To illustrate the performance in terms of the prediction power of these models and how to implement this in R software, we considered a reduced data set that consisted of 50 wheat lines grown in two environments. In each individual, two traits were measured: FLRSDS and MIXTIM. The evaluation was done with a five-fold cross-validation, where lines were evaluated in some environments with all traits but are missing for all traits in other environments. Model (6.9) was fitted and the environment effect was assumed a fixed effect.

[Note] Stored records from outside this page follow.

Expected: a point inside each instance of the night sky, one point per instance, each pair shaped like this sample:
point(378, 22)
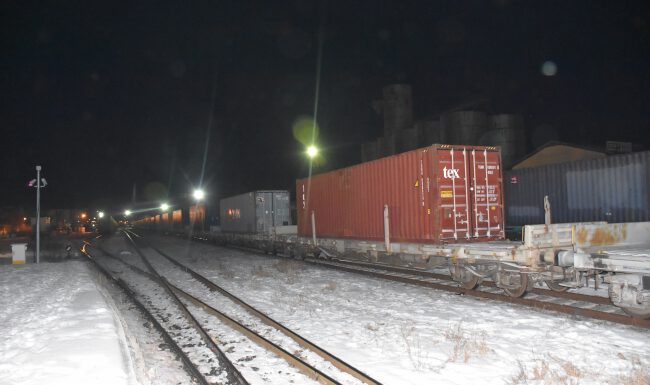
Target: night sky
point(105, 95)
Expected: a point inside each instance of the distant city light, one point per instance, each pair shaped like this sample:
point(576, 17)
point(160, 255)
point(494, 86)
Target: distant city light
point(312, 151)
point(549, 68)
point(198, 194)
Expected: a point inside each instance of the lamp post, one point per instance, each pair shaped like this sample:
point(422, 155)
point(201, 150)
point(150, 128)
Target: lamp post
point(38, 214)
point(198, 195)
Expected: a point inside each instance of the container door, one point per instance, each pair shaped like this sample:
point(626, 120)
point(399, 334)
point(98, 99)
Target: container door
point(264, 211)
point(454, 193)
point(281, 209)
point(486, 196)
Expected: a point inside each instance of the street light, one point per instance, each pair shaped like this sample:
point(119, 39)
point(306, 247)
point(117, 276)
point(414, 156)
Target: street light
point(312, 151)
point(198, 194)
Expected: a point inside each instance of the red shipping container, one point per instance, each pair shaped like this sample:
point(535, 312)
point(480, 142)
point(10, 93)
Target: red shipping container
point(437, 194)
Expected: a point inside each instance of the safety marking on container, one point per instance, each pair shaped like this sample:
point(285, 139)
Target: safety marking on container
point(446, 194)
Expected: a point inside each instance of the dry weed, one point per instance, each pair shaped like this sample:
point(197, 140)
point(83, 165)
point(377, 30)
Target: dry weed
point(640, 374)
point(542, 372)
point(416, 354)
point(260, 272)
point(466, 344)
point(290, 268)
point(225, 272)
point(330, 286)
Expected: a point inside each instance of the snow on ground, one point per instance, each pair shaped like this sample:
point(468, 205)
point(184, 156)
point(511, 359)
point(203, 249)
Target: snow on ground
point(60, 327)
point(57, 328)
point(402, 334)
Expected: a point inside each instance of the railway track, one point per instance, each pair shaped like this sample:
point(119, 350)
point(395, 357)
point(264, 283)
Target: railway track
point(574, 304)
point(197, 294)
point(564, 302)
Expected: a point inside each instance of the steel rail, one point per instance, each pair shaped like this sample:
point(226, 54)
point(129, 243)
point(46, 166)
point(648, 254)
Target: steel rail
point(571, 310)
point(303, 342)
point(566, 309)
point(189, 366)
point(404, 270)
point(294, 360)
point(233, 374)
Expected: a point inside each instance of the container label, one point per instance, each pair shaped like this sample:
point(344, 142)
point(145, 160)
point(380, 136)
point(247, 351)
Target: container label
point(450, 173)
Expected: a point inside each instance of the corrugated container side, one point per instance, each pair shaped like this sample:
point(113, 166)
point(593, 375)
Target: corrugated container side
point(429, 193)
point(612, 189)
point(255, 212)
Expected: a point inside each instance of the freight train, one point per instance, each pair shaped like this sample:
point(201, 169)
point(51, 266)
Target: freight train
point(439, 206)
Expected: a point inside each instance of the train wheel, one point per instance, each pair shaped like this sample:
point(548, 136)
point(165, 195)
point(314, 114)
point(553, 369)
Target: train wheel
point(464, 277)
point(555, 286)
point(643, 313)
point(517, 284)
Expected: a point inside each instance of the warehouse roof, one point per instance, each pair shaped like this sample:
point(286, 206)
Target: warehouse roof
point(558, 152)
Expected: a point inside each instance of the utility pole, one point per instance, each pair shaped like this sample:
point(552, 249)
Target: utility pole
point(38, 214)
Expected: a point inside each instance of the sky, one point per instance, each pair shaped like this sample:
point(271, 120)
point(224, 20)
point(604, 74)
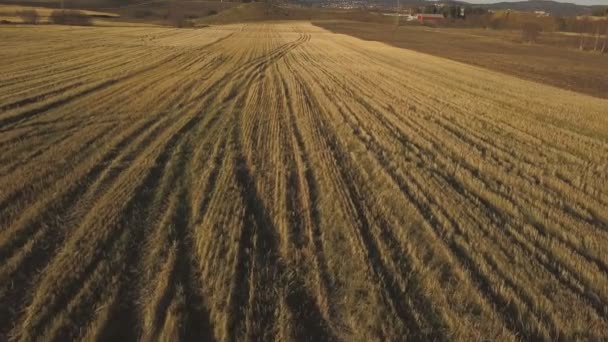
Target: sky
point(580, 2)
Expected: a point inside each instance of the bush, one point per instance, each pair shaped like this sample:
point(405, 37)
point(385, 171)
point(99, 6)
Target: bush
point(530, 32)
point(29, 16)
point(70, 17)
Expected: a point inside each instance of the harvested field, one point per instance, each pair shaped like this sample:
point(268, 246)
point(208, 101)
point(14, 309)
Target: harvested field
point(553, 60)
point(278, 181)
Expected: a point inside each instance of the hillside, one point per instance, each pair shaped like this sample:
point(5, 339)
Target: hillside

The results are shown in Table 6.4, where the average (standard deviation) of two performance criteria is shown for each trait in each environment: average Pearson’s correlation (PC) and the mean squared error of prediction (MSE). Table 6.4 shows good correlation performance in both traits and in both environments, and better predictions were obtained in environment 2 with both criteria. The magnitude of the MSE in the first trait is mainly because the measurement scale is greater than in the second trait.

Table 6.4

Average Pearson’s correlation (PC) and mean squared error of prediction (MSE) between predicted and observed values across five random partitions where lines were evaluated in some environments with all traits but are missing for all traits in (more...)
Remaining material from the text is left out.